24 commenti su  1  2  3  4  5   pagine dal più vecchio | dal più recente
#24 davidebravo (186) - lettore
il 28.03.11 alle ore 19:19 scrive:
Battaglia, ma che diamine va scrivendo? Paragona la scelta degli svizzeri di non chiudere una centrale e quella degli italiani di non costruirla? Ovvio che anch'io, a centrale fatta, non mi sognerei di fermare e spendere milioni per il decommissioning. Così come non mi sogno nemmeno di costruirne una da zero adesso, disponibile quindi tra 20 anni. Ma lei è in buona fede o lo fa apposta? Per il resto non commento perché, al contrario di lei, sono conscio del fatto che la tragedia di Fukushima non è il passato, è il presente ed il futuro del Giappone.
#23 urzulei (121) - lettore
il 25.03.11 alle ore 12:00 scrive:
dopo il terremoto dell'aquila il piano case è stato modificato di corsa, per adeguarsi alle norme antisismiche mancanti, adesso dopo fukushima pausa di riflessione e controlli mondiali a tappeto. questo è decidere col senno di poi, o di pancia o rincorrere gli eventi! io ero antinuclearista anche prima di chernobyl, non ho ancora cambiato idea
#22 Luca Bevilacqua (13) - lettore
il 24.03.11 alle ore 23:23 scrive:
Io credo anche che il professore dovrebbe mostrare maggiore rispetto per le vittime di Chernobyl (4.000 secondo la world helth Organization, ben di più secondo Greenpeace) e per gli eroici soldati e lavoratori che ne contennero le drammatiche conseguenze alternandosi in turni di lavoro, pericolosissimi anche se tenuti brevi e condotti con 30 kg di piombo addosso. Oggi grazie a Internet basta fare una ricerca su Youtube con parola chiave "biorobots" per capire cosa fu Chernobyl. Inoltre sebbene il crollo di una diga sia una immane tragedia e l'Italai con il Vajont la sperimentò è pur vero che resta una tragedia "locale" Chernobyl fu una tragedia "globale" e Fukushima non sappiamo ancora cosa esattamente sarà ma certo un fatto gravissimo
#21 Luca Bevilacqua (13) - lettore
il 24.03.11 alle ore 23:05 scrive:
Trovo queste tesi talmente faziose e scientificamente assurde da non essere commentabili. Il professore non spende una parola sull'entità drammatica dell'incidente, e sull'apocalisse che ancora pende sulla testa del mondo se qualcosina altro va storo (ad esempio una scossa di assestamento più forte), ha già apparentemente dimenticato (o forse non era sintonizzato sulla CNN) sulle parole di Gragory Jazco di mercoledì scorso quando appariva probabile che il finaco della piscina 4 avesse ceduto, non dice una parola sulla paura e sul panico in Giappone, che oggi si vive in Giappone, pur a fronte di una situazione che è molto molto "meno grave" di quanto siamo stati a un passo dal subire, non dice nulla sulla importanza della cultura del risparmio energetico,... Cita la decisione di un cantone svizzero che egli stesso ammette si è lagato mani e piedi a un atecnologia che piaccia o no al professore i fatti dimostrano insicura ma dimentica le ben più pesanti parole di Angela Merkel ..
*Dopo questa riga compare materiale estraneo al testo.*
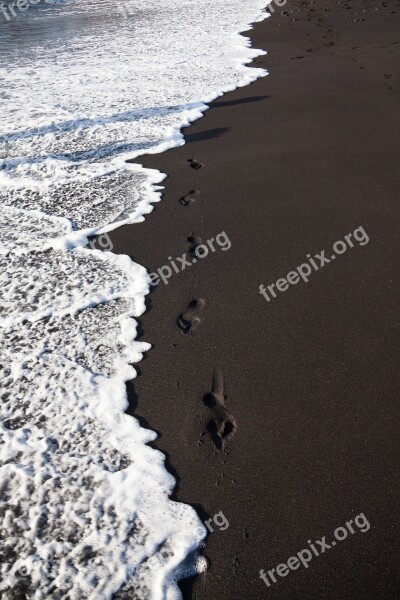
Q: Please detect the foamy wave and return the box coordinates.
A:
[0,0,266,600]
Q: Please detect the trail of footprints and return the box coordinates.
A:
[177,158,236,450]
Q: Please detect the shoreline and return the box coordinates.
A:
[110,0,400,600]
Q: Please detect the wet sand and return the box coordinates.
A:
[111,0,400,600]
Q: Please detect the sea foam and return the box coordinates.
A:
[0,0,266,600]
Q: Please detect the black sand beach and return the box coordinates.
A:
[111,0,400,600]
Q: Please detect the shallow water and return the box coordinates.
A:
[0,0,265,600]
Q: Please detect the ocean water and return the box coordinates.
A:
[0,0,267,600]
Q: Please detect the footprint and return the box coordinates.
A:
[177,298,205,334]
[186,233,203,257]
[179,190,200,206]
[188,158,203,171]
[200,369,236,450]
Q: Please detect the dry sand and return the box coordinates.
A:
[111,0,400,600]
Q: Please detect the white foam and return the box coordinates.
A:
[0,0,266,600]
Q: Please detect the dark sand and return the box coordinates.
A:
[111,0,400,600]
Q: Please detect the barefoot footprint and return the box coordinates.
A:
[179,190,200,206]
[177,298,205,334]
[186,233,203,262]
[200,369,236,450]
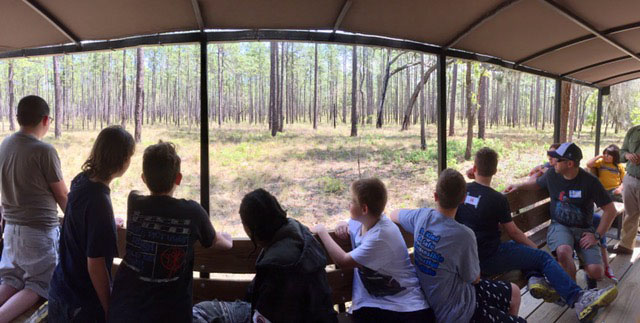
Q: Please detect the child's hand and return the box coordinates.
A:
[115,217,124,229]
[311,224,327,235]
[504,184,518,193]
[613,186,622,195]
[214,232,233,250]
[336,221,349,240]
[467,167,476,179]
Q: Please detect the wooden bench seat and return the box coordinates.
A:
[3,185,616,321]
[107,190,549,312]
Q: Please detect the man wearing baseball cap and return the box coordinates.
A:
[507,142,616,288]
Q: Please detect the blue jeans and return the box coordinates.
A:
[480,241,582,306]
[192,300,251,323]
[47,298,105,323]
[593,213,607,248]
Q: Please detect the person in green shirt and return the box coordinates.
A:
[613,125,640,254]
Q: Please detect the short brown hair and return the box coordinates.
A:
[17,95,50,127]
[142,140,180,193]
[82,126,136,181]
[351,178,387,216]
[474,147,498,176]
[436,168,467,209]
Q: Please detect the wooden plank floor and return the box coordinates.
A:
[519,234,640,323]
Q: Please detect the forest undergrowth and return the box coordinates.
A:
[0,124,623,236]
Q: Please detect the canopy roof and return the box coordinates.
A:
[0,0,640,88]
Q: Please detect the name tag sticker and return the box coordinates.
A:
[464,195,481,209]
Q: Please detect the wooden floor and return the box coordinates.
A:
[519,234,640,323]
[8,234,640,323]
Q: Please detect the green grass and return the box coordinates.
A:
[0,124,624,236]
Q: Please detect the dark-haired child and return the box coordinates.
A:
[587,145,625,202]
[391,169,525,322]
[108,142,232,322]
[587,144,625,280]
[314,178,434,322]
[193,189,337,323]
[48,126,135,322]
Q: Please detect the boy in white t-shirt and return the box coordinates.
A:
[314,178,435,323]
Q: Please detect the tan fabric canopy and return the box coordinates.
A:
[0,0,640,87]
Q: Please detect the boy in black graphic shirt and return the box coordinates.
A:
[108,142,232,322]
[507,142,616,286]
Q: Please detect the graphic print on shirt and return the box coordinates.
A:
[464,193,482,209]
[598,165,620,175]
[123,212,191,282]
[554,191,585,227]
[358,266,405,297]
[413,228,444,276]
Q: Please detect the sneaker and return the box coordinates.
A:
[607,244,633,255]
[527,276,560,303]
[604,266,618,284]
[574,285,618,322]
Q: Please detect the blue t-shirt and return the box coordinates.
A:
[109,191,216,322]
[398,208,480,322]
[49,173,118,320]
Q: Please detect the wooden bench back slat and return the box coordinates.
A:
[193,269,353,304]
[513,202,551,232]
[506,189,549,212]
[118,224,413,274]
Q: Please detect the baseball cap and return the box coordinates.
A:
[547,142,582,162]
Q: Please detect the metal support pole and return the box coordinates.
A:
[594,87,609,156]
[553,79,562,142]
[438,53,447,174]
[200,38,209,213]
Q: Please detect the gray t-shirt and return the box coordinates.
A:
[349,215,429,312]
[0,132,62,227]
[398,208,480,322]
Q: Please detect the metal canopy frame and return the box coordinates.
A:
[8,0,640,212]
[22,0,80,46]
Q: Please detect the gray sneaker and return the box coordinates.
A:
[574,285,618,322]
[527,276,561,304]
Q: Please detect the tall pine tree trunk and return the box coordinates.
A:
[313,43,318,129]
[351,45,358,137]
[134,47,144,143]
[218,43,222,127]
[420,54,427,150]
[560,81,571,142]
[464,62,476,160]
[269,41,278,137]
[449,61,458,136]
[400,64,436,131]
[478,69,489,139]
[7,60,16,131]
[120,49,127,128]
[53,56,62,139]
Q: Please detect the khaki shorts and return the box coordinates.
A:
[0,223,60,298]
[547,222,602,265]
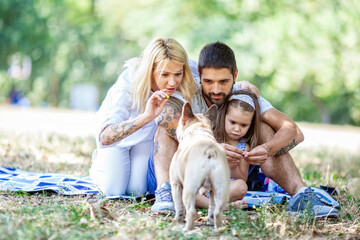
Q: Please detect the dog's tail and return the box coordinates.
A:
[199,177,211,195]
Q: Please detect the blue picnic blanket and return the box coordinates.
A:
[0,166,339,208]
[0,167,100,195]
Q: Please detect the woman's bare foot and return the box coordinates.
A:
[229,200,247,209]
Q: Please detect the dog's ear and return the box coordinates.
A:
[204,104,217,123]
[182,102,195,121]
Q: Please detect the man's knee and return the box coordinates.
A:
[260,122,275,144]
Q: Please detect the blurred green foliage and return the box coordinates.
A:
[0,0,360,126]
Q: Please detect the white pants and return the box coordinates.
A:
[90,141,152,197]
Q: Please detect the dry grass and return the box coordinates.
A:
[0,124,360,239]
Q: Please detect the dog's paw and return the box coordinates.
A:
[214,226,226,233]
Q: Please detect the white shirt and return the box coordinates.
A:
[96,68,157,148]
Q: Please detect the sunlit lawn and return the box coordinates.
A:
[0,128,360,239]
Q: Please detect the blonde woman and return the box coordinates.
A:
[90,38,196,197]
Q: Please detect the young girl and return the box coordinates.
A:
[215,90,260,206]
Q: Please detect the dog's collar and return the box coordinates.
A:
[180,127,215,141]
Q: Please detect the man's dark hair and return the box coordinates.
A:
[198,41,237,77]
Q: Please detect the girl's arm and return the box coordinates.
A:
[230,144,250,182]
[100,90,168,145]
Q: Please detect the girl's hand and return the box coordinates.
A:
[221,143,244,167]
[244,144,268,166]
[144,90,169,122]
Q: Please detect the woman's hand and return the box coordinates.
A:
[144,90,169,122]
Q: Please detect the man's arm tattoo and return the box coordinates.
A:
[274,139,298,156]
[100,119,140,145]
[153,141,160,156]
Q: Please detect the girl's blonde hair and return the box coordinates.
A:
[214,90,260,149]
[127,38,195,112]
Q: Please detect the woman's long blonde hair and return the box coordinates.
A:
[128,38,195,112]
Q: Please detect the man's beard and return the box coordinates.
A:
[203,88,232,107]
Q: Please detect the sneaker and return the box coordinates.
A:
[151,182,175,213]
[286,187,339,218]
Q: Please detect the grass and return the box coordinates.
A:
[0,132,360,240]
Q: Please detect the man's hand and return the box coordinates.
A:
[221,143,244,167]
[236,81,260,97]
[244,144,269,166]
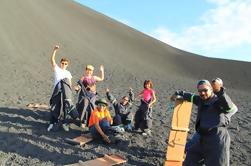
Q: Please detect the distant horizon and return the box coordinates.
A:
[75,0,251,62]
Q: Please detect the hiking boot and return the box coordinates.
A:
[62,123,70,131]
[47,124,53,131]
[142,129,152,136]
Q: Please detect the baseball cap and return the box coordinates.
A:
[197,79,211,88]
[212,78,223,85]
[86,65,94,71]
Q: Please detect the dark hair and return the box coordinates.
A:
[60,58,69,63]
[144,80,153,88]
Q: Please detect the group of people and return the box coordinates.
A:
[48,46,238,166]
[47,45,156,143]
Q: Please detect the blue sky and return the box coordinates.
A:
[76,0,251,62]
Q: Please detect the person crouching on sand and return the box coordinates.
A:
[106,88,134,131]
[75,65,104,128]
[89,99,112,143]
[134,80,156,135]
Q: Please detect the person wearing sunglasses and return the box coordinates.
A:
[185,78,238,163]
[47,45,72,131]
[172,80,237,166]
[88,99,112,143]
[106,88,134,131]
[75,65,104,128]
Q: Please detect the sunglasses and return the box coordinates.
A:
[198,89,208,93]
[61,62,68,66]
[98,103,106,107]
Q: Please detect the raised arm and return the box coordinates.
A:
[51,45,59,69]
[106,88,118,105]
[94,65,105,81]
[171,90,200,105]
[128,87,135,103]
[149,91,156,107]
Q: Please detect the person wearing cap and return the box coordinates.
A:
[171,80,238,166]
[75,65,104,128]
[185,78,238,160]
[88,99,112,143]
[106,88,134,131]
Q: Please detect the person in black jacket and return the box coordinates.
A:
[173,80,237,166]
[185,78,238,152]
[47,45,72,131]
[106,88,134,131]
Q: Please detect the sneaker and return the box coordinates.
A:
[47,124,53,131]
[62,123,70,131]
[142,129,152,136]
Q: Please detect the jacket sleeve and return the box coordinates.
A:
[129,91,135,104]
[106,92,118,105]
[175,91,200,105]
[216,88,238,116]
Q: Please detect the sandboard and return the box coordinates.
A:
[65,154,126,166]
[165,100,192,166]
[26,103,50,109]
[65,134,93,146]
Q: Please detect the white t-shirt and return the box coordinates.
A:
[54,65,72,86]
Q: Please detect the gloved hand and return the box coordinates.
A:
[174,90,184,97]
[170,90,184,101]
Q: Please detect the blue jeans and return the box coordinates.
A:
[185,132,200,152]
[89,120,110,138]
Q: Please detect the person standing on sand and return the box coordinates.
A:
[171,80,237,166]
[134,80,156,136]
[75,65,104,128]
[47,45,72,131]
[88,99,112,143]
[106,88,134,131]
[185,78,238,152]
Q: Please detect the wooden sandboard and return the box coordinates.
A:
[165,100,192,166]
[26,103,50,109]
[65,134,93,146]
[65,154,126,166]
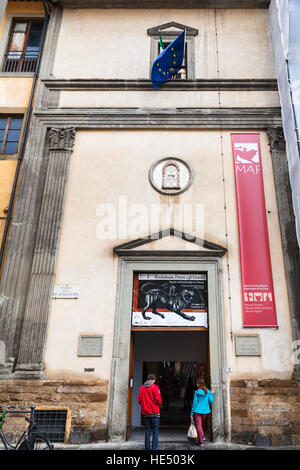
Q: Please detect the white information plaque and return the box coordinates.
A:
[52,284,79,299]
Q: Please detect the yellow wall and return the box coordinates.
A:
[0,160,17,242]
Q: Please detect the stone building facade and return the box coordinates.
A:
[0,0,300,444]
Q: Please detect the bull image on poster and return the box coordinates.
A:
[132,274,207,327]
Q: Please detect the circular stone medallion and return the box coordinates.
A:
[149,157,194,195]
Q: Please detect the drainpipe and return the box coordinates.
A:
[0,0,50,272]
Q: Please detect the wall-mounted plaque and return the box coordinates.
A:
[77,335,103,357]
[235,335,261,356]
[149,157,193,195]
[52,284,79,299]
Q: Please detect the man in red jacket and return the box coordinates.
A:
[138,374,162,450]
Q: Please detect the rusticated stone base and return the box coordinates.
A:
[0,380,108,444]
[230,380,300,446]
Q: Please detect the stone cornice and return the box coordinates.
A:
[34,108,282,129]
[51,0,270,9]
[41,78,278,93]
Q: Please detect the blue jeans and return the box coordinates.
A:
[144,416,160,450]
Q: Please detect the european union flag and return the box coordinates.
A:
[151,31,185,90]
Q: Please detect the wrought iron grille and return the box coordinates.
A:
[3,51,39,72]
[34,410,67,442]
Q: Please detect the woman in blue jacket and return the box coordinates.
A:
[191,379,214,447]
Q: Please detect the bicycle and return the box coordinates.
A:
[0,406,54,450]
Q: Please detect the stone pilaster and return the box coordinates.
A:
[15,128,75,378]
[0,0,7,25]
[268,127,300,380]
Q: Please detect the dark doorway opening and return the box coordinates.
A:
[127,330,211,440]
[142,361,205,426]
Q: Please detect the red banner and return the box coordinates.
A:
[231,134,277,327]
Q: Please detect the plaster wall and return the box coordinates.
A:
[45,129,293,380]
[53,9,275,79]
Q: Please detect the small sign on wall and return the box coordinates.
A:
[235,335,261,356]
[52,284,79,299]
[77,335,103,357]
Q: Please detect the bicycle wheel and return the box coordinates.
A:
[32,436,53,450]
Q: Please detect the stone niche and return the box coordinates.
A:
[0,380,108,444]
[230,379,300,446]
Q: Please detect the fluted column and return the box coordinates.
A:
[268,127,300,379]
[15,128,75,377]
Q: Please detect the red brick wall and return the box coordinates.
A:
[230,380,300,446]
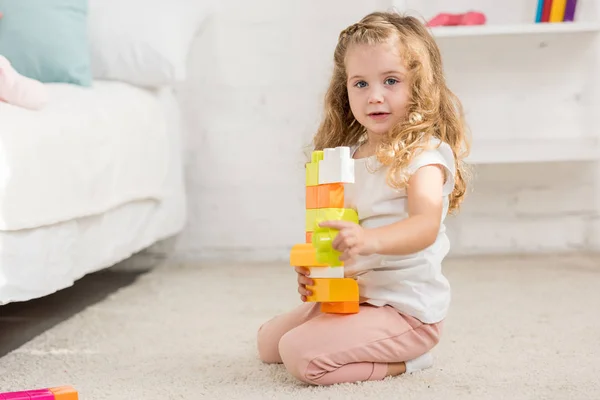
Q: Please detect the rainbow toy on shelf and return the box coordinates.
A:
[290,147,359,314]
[535,0,577,23]
[0,386,79,400]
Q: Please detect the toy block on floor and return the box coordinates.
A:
[290,243,328,267]
[306,278,358,303]
[0,386,79,400]
[309,267,344,278]
[304,232,312,243]
[50,386,79,400]
[27,389,55,400]
[319,147,354,185]
[321,301,360,314]
[304,208,358,232]
[306,151,323,186]
[306,183,344,209]
[290,147,359,314]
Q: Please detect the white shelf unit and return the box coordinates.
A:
[393,0,600,164]
[465,137,600,164]
[431,22,600,38]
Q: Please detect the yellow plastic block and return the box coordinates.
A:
[306,150,323,186]
[312,227,343,266]
[306,278,358,303]
[48,386,79,400]
[305,208,358,232]
[290,243,328,267]
[321,301,360,314]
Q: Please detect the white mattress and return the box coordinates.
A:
[0,81,168,231]
[0,82,186,304]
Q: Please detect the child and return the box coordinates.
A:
[258,12,468,385]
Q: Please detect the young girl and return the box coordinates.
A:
[258,12,468,385]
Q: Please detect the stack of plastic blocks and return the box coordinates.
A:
[290,147,359,314]
[0,386,79,400]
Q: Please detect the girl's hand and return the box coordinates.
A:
[294,267,315,302]
[319,221,378,262]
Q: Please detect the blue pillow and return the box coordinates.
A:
[0,0,92,86]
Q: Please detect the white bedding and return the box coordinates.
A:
[0,81,168,231]
[0,86,186,305]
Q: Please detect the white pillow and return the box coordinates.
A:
[89,0,212,87]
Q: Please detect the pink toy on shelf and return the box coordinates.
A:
[427,11,486,27]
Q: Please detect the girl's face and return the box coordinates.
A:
[345,40,409,141]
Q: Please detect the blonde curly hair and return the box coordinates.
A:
[313,12,470,211]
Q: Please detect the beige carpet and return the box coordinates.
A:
[0,256,600,400]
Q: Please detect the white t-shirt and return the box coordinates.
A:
[344,139,456,323]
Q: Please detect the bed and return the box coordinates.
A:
[0,81,186,305]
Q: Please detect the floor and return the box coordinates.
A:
[0,255,600,400]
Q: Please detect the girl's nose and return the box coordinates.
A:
[369,90,383,104]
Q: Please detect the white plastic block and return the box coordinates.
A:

#20 lunisolare (2319) - lettore
il 24.03.11 alle ore 17:33 scrive:
Il nucleare è oggetto di discussione come se noi potessimo decidere l'alternativa, il petrolio è in via d'esaurimento, e quindi le discussioni non hanno un senso, possiamo rimandare ma non rinunciare, se ci fosse un'alternativa che consentisse di coprire il fabbisogno energetico, il problema non si porrebbe ma non è così, quindi dobbiamo pretendere che se si installassero delle centrali, la massima sicurezza.